Nevertheless, because the statement concerned Kellys contempora
neous state of mind (i.e., his state of mind at the time he made
the statement), Kellys statement qualified for admission under
Evidence Rule 803(3).
The State contends, however, that there is one further
requirement for admissibility under Evidence Rule 803(3): that
the out-of-court statement be spontaneous.
The State relies on language from our decision in
Brannen v. State, 798 P.2d 337 (Alaska App. 1990). In Brannen,
the defendant wished to introduce certain out-of-court statements
that he made after the police began investigating him for
sexually abusing a minor. These statements were apparently
exculpatory (i.e., denials of sexual impropriety), and Brannen
claimed that they were admissible because they demonstrated his
state of mind.1 This Court rejected Brannens state of mind
argument with the following language:
Evidence Rule 803(3) exempts hearsay
statements that express [a then-]existing
state of mind, emotion, sensation, or
physical condition to prove the declarants
[contemporaneous] condition. Brannen relies
on this exception. Yet Brannens self-serving
denials ... were not statements expressing a
present condition, nor were they made
spontaneously. Brannen had time to reflect
[on what he would say] and a motive to
fabricate before he made the statements.
Brannen, 798 P.2d at 340-41.
The above-quoted passage seemingly
supports the States argument that hearsay
statements do not qualify for admission under
Evidence Rule 803(3) unless the proponent of
the hearsay demonstrates that the declarant
spoke spontaneously, with no time to reflect.

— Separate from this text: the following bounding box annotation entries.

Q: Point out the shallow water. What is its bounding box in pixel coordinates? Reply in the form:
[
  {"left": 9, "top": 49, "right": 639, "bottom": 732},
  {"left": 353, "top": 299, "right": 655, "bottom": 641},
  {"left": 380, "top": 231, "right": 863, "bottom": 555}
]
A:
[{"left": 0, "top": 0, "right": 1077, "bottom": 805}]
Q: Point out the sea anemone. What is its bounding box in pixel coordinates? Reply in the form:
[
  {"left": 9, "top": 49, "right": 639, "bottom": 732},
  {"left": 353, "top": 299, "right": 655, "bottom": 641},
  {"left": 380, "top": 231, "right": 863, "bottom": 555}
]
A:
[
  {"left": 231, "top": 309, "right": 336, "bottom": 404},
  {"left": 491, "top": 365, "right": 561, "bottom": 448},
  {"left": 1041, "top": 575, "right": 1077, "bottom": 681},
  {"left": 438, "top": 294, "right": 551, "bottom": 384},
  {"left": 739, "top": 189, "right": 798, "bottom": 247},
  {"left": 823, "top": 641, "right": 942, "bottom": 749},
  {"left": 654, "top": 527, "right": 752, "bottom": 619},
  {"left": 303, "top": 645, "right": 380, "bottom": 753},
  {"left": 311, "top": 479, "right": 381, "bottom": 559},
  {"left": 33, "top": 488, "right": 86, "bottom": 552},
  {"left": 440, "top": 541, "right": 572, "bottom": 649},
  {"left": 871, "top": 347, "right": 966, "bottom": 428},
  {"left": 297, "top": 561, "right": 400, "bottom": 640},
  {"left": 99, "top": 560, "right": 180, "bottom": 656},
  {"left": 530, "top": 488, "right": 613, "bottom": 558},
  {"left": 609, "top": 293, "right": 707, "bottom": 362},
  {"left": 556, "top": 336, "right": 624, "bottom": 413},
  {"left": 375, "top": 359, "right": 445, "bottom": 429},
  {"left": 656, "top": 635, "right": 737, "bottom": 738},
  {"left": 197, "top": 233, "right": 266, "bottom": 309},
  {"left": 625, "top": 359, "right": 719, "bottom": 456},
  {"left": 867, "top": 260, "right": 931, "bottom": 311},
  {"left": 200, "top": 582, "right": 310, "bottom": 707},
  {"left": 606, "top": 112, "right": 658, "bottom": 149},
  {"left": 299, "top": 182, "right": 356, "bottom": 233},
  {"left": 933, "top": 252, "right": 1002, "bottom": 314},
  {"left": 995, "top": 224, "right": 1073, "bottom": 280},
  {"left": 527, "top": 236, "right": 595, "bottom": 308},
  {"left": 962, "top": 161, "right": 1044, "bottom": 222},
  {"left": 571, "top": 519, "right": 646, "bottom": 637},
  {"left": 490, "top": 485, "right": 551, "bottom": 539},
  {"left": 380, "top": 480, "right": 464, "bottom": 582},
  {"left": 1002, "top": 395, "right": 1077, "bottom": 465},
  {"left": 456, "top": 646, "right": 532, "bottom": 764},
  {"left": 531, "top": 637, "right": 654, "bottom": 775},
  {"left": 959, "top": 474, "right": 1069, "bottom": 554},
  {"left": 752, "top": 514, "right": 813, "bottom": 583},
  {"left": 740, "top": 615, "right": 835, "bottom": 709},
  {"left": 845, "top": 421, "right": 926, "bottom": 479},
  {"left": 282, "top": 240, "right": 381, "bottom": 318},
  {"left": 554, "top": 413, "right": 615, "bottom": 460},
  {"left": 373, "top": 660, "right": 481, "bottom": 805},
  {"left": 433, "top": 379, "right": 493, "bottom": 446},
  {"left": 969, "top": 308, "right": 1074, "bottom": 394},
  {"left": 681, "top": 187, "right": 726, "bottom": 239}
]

But this portion of Brannen
actually states two rationales for excluding
the offered hearsay. First, the out-of-court
statements did not qualify for admission
under Rule 803(3) because they did not refer
to Brannens contemporaneous state of mind,
but rather to his state of mind at a prior
time. Second, the out-of-court statements
were made when Brannen had had both an
opportunity for reflection and a motive to
misrepresent his state of mind. I conclude
that this second rationale should be treated
as dictum.
Although dozens of court decisions
refer to spontaneity as the rationale for
admitting hearsay under the federal and state
varieties of Evidence Rule 803(3), these
decisions hardly ever turn on the presence or
absence of spontaneity. Most of them can be
explained on one of three bases: (1) the
hearsay statement contained an assertion
about the declarants state of mind at an
earlier time, rather than an assertion about
the declarants contemporaneous state of mind;
or (2) even though the hearsay statement
contained an assertion concerning the
declarants contemporaneous state of mind, the
relevant issue was not the declarants state
of mind at the time the statement was made,
but rather the declarants state of mind at
some earlier time; or (3) the hearsay
statement was not really offered to prove the
declarants belief or memory, but rather to
prove the truth of the underlying
circumstance or event that the declarant
claimed to believe or remember.
Indeed, when spontaneity or,
rather, lack of spontaneity is the sole
objection to admission of a hearsay statement
under Evidence Rule 803(3), most courts
conclude that the hearsay should be admitted
under Rule 803(3) even though the statement
was not spontaneous. This is the view
espoused by the major commentators on
evidence law: Evidence Rule 803(3) does not
require proof of spontaneity.
Brannens first rationale the fact
that the defendants statement referred to his
prior state of mind rather than his
contemporaneous state of mind was legally
adequate, standing alone, to support this
Courts ruling. Given this fact, and given
the state of the law summarized in the
preceding two paragraphs, I conclude that
Brannen should not be read as imposing an
additional requirement of spontaneity on
hearsay that would otherwise be admissible
under Evidence Rule 803(3).
What the evidence law textbooks have to say on this
issue
As I noted above, many court decisions
declare that spontaneity is a key reason why courts
admit evidence of hearsay statements concerning the
declarants state of mind under Evidence Rule 803(3).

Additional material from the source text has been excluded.